Data stores – collections of data records#
The scinexus package provides data store. A data store is a collection of data members of the same type (e.g. all .fasta files in a directory). Data stores allow you to apply an app or composed pipeline to many data records without writing loops.
Using data stores with cogent3#
Use the open_data_store() function to open a data store and a loader app (see app types) to read member data.
from cogent3 import get_app, open_data_store
dstore = open_data_store("data/raw.zip", suffix="fa", mode="r")
print(dstore)
1035x member ReadOnlyDataStoreZipped(source='/home/runner/work/cogent3.github.io/cogent3.github.io/c3org/doc/doc/data/raw.zip', members=[DataMember(data_store=/home/runner/work/cogent3.github.io/cogent3.github.io/c3org/doc/doc/data/raw.zip, unique_id=ENSG00000157184.fa), DataMember(data_store=/home/runner/work/cogent3.github.io/cogent3.github.io/c3org/doc/doc/data/raw.zip, unique_id=ENSG00000131791.fa)]...)
loader = get_app("load_unaligned", moltype="dna")
seqs = loader(dstore[0])
seqs
| 0 | |
| Human | ATGGTGCCCCGCCTGCTGCTGCGCGCCTGGCCCCGGGGCCCCGCGGTTGGTCCGGGAGCC |
| Opossum | ATGAAGCCGCTGTTGGTGCGCCTGAGGTTCGGGTCCCTTCCGGGGCCGCTGTGGCTGCCG |
| Platypus | ATGAGAAGATACCTGAATGCCCAAAAGCCTCTTTTAGATGACAGCCAATTCAGGAACACA |
3 x {min=1791, median=1974.0, max=1998} dna sequence collection
Applying a pipeline to a data store#
out_dstore = open_data_store(path_to_dir, suffix="fa", mode="w")

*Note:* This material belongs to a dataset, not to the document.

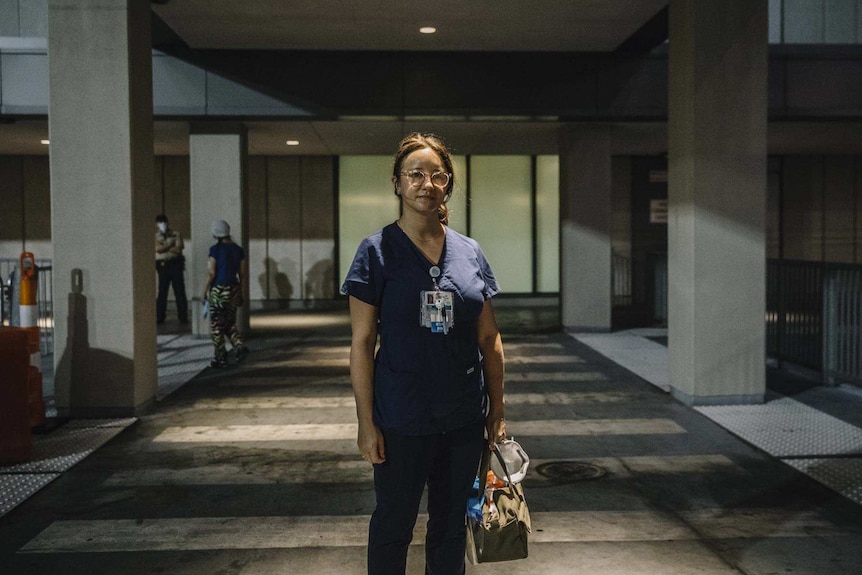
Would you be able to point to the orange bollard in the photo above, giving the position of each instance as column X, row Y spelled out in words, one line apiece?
column 16, row 441
column 29, row 321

loader = get_app("load_aligned", moltype="dna", format_name="fasta")
take3 = get_app("take_codon_positions", 3)
writer = get_app("write_seqs", data_store=out_dstore, format_name="fasta")

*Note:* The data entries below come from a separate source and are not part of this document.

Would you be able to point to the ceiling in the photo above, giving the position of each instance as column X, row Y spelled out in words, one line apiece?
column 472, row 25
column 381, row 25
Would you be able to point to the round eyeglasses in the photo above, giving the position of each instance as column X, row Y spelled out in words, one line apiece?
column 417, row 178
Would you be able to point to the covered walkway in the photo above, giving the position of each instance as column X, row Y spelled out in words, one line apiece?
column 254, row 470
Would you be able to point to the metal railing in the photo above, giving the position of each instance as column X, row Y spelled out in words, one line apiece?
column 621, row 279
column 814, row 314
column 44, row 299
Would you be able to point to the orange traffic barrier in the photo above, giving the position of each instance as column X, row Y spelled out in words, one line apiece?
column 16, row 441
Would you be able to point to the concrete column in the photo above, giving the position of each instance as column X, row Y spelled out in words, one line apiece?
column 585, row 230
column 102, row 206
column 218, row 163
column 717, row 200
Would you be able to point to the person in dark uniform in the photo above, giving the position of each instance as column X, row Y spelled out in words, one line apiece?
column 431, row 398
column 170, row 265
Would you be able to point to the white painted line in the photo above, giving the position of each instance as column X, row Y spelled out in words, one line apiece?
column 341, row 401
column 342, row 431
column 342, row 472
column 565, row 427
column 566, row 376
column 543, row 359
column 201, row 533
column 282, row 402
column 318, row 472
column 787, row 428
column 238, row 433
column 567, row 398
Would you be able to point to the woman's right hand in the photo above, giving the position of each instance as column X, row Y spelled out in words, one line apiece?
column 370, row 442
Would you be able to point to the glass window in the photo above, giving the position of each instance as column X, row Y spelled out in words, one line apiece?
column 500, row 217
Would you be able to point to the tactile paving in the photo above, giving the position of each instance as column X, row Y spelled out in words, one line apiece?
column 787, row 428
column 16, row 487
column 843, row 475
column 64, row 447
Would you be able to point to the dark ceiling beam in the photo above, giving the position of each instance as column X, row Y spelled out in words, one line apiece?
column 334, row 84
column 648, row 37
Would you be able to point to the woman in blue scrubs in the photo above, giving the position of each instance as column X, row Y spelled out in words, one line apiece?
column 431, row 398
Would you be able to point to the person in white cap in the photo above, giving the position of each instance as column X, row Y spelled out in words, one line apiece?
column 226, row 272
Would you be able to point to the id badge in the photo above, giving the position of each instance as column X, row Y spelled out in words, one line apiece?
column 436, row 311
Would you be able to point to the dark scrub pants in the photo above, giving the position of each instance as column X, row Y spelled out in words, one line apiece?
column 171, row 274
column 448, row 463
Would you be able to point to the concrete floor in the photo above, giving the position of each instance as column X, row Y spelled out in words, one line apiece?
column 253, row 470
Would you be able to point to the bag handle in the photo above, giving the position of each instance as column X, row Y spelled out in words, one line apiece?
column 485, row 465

app = loader + take3 + writer
result = app.apply_to(dstore)
result.describe
| Condition | Value |
|---|---|
| completed | 41 |
| not_completed | 994 |
| logs | 1 |
3 rows x 2 columns
See the scinexus documentation for full details on data store types, structure, operations, locking, logging, and citations.